To connect your own cloud storage, create a storage mapping from the Estuary dashboard:

  1. Go to the Admin page and select the Settings tab.

  2. In the Cloud Storage section, click Add Storage Mapping.

  3. Choose the catalog prefix that this storage mapping will cover. Collections under this prefix will use the configured bucket unless covered by a more specific storage mapping.

  4. Select one or more data planes and designate a default. You can also select private data planes if available.

  5. Select your cloud provider (AWS, GCP, or Azure) and fill in the bucket or container name along with any provider-specific fields.

tip

Choosing a data plane in the same cloud provider and region as your storage bucket reduces latency and avoids cross-region or cross-provider egress fees.
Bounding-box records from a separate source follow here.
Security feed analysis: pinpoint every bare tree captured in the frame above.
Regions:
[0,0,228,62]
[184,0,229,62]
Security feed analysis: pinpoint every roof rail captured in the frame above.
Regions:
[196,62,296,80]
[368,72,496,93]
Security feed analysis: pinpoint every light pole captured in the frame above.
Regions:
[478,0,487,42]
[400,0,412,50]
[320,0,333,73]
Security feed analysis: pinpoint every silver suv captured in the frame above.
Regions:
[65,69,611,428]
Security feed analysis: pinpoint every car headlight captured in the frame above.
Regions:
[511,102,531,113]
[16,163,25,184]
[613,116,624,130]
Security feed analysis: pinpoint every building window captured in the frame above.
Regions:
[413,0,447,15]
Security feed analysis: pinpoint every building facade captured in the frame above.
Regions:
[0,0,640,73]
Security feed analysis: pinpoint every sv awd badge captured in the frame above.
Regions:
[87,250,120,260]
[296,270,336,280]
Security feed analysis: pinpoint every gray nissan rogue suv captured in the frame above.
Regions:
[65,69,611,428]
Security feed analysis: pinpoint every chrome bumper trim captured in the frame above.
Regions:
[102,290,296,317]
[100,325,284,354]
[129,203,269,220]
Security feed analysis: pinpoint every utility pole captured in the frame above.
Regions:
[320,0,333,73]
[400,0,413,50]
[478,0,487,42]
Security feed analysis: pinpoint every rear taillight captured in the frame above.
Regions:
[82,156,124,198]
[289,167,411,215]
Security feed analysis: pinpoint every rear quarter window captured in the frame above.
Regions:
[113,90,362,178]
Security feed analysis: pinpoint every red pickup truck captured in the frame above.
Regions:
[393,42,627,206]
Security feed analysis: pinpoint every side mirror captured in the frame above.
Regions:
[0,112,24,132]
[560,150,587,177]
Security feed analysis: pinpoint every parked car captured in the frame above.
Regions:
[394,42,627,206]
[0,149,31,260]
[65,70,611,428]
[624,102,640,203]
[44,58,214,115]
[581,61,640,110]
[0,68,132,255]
  1. Click Test Connection to verify that each data plane can access your storage bucket. The storage mapping dialog tests every data-plane/storage-location pair and reports pass or fail status for each.

    If a test fails, expand it to see the error and the setup instructions for your cloud provider. These instructions include the specific values you need — such as service account emails, IAM ARNs, application names, and bucket policies — so you can grant Estuary access in your cloud provider's console.

    See provider requirements below if you want to review the required permissions ahead of time.

  2. Once all connection tests pass, save the storage mapping.

Updating a Storage Mapping

To update an existing storage mapping, click on it in the Cloud Storage table on the Admin Settings page. From the update dialog, you can add or remove data planes, change the primary storage location, and re-run connection tests.

Adding a data plane triggers a connection test against all configured storage locations. When you change the primary storage location, the previous location is kept as inactive so that historical data remains accessible. Connection tests run automatically when the dialog opens and can be re-run at any time.

Migrating Existing Data

Once you've created your new storage mapping, new data will be written to your bucket. Existing data from your previous storage mapping is not automatically migrated.

Most tenants will have been using the estuary-public storage mapping on the Free plan, which expires data after 20 days. To ensure you retain a full view of your data, backfill all of your captures after configuring the new storage mapping.

Bucket Lifecycle Policies

You can set a bucket lifecycle policy to limit how long collections keep data. Lifecycle policies should be specific to the collection-data/ sub-directory that Estuary creates, not cover the entire bucket.

Provider Requirements

During connection testing, the storage mapping dialog provides step-by-step instructions with the exact values needed to connect your selected data plane to your cloud storage bucket. Below is a summary of what Estuary requires from each provider.

tip

When configuring your bucket, don't limit access based on a data plane's IPv4 addresses.

You can use the data plane's IPv6 addresses to restrict access. Or, storage for private data planes can use PrivateLink to restrict access.

Google Cloud Storage

For a GCS bucket, update the bucket's IAM policy to include:

You can configure this through the Cloud Console or the gsutil CLI.

Amazon S3

For an S3 bucket, add a new bucket policy. Estuary's data plane IAM user will need the following actions:

  • s3:GetObject
  • s3:PutObject
  • s3:DeleteObject
  • s3:ListBucket
  • s3:GetBucketPolicy

You can apply the policy through the AWS Console or the aws CLI. The storage mapping dialog provides a ready-to-use policy JSON during connection testing.

Azure Blob Storage

For an Azure storage account and blob container:

  • Make sure the storage account's Hierarchical Namespace option is disabled.

    This option can be found under the Advanced tab during creation.

  • Grant Estuary's Azure application admin consent in your Azure AD tenant.

  • Assign Estuary's Azure application the Storage Blob Data Contributor role on the storage account.

The storage mapping dialog provides the specific consent link and application name for your use case during connection testing.